With the current state of music devolving into electronic squiggles, sensitive beardos strumming ukuleles, or pseudo-rock dance bands with ‘woooah woooah’ choruses set to overkill, it’s refreshing to see four dudes plug in, strap down and hammer on. Parquet Courts don’t really do anything ground-breaking, but they don’t need to – just a lot of hummingbird-wing speed strumming, some singing mixed with shouting, and a sturdy rhythm section that clears the shoals and navigates the choppy waters. And they have fun doing it.
Their first three records (Light Up Gold, Content Nausea and Sunbathing Animal) have two Andre The Giant fistfuls of catchy songs that pack a wallop, and tonight would find the band blasting out (in)credible versions of “Master Of My Craft,” “Ducking And Dodging” and “Black And White.” The frenetic strumming of The Feelies is there, married to the upturned lip sneer of Richard Hell and the je ne sais fuck you of Lou Reed. Only without as much bile lurking under that veneer. One question going into this show was how the material from the newest release, Monastic Living, would be received. Several friends have expressed frustration with the vocal-free and repetitive to the point of water torture aspects of some songs, but happily those doubts were cast aside early. It’s a polarizing record for sure, with very little ear candy to latch onto, but live it made its point convincingly.
Pill were the second band up, and I had made the mental classification error of reading their name on the bill as Pile, another excellent guitar-centric band that’s started to carve out a name for themselves. Pill hail from NYC, and their debut single is out now on Parquet Courts’ record label, Dull Tools.
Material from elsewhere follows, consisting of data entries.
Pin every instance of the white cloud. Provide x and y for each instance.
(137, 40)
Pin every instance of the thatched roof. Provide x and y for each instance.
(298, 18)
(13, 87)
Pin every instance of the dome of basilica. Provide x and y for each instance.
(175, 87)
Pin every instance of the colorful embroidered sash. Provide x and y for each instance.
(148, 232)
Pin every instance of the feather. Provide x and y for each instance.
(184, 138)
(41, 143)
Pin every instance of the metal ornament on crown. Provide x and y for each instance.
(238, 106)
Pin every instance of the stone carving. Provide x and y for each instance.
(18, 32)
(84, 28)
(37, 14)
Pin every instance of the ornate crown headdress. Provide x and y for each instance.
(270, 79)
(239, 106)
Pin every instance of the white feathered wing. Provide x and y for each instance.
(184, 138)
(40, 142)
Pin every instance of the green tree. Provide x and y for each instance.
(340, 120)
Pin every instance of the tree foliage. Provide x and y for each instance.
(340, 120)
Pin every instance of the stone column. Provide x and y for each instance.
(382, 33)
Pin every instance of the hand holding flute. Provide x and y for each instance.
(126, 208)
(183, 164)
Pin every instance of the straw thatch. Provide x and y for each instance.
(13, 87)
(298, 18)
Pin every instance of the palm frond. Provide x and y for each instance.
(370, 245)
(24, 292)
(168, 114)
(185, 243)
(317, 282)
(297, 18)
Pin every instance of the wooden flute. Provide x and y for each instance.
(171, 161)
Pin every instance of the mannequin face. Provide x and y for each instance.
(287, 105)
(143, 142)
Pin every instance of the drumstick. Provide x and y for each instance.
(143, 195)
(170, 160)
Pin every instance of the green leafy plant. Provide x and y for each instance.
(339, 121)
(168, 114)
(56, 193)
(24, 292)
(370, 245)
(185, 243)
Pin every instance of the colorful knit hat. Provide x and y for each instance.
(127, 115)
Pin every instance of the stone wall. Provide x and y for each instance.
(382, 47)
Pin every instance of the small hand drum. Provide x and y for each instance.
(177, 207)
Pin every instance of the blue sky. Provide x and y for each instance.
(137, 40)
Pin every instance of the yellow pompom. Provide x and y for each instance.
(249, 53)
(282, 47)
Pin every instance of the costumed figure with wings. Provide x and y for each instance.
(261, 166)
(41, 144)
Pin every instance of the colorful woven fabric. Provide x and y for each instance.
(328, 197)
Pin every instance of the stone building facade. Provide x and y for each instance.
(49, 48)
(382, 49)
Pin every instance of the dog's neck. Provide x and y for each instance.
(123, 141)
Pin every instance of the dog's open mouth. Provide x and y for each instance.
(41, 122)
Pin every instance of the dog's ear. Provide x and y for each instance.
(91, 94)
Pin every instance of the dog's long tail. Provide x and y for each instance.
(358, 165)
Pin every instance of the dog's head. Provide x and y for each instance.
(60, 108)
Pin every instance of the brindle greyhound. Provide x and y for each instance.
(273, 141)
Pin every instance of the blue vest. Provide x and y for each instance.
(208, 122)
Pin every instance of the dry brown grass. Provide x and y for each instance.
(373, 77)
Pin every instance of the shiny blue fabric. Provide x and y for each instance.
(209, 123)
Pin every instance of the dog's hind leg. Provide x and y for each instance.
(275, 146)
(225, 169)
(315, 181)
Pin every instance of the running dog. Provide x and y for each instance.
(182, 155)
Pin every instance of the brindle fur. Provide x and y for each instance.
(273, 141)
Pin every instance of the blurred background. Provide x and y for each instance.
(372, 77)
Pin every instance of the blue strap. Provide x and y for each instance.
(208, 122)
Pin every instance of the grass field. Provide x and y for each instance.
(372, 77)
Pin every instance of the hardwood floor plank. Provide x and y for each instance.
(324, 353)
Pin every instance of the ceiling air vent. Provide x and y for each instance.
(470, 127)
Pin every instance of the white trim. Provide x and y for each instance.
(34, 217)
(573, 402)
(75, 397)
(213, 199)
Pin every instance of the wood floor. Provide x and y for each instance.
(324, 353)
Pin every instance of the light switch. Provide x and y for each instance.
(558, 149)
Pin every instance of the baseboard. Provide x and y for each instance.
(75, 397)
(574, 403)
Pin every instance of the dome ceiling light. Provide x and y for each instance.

Setting the mood from the start, Veronica Torres stalked and crawled on the stage, eyeing the potential victims while Ben Jaffe’s saxophone sounded more like a droning bell spitting out sine waves of feedback rather than a woodwind instrument. Guitarist Jon Campolo struck some echoing chords that ran down empty hallways in abandoned tenements; the whole mix sounded like a shotgun wedding of James Chance and Live Skull, with Lydia Lunch as the officiant. I want more.
Psychic Blood are a youthful trio hailing from Western Mass, and you can tell they’ve tapped into a tributary that’s a generation or two removed from Sonic Youth and Dinosaur Jr. I only caught the last couple of songs, but their raw talent is readily evident.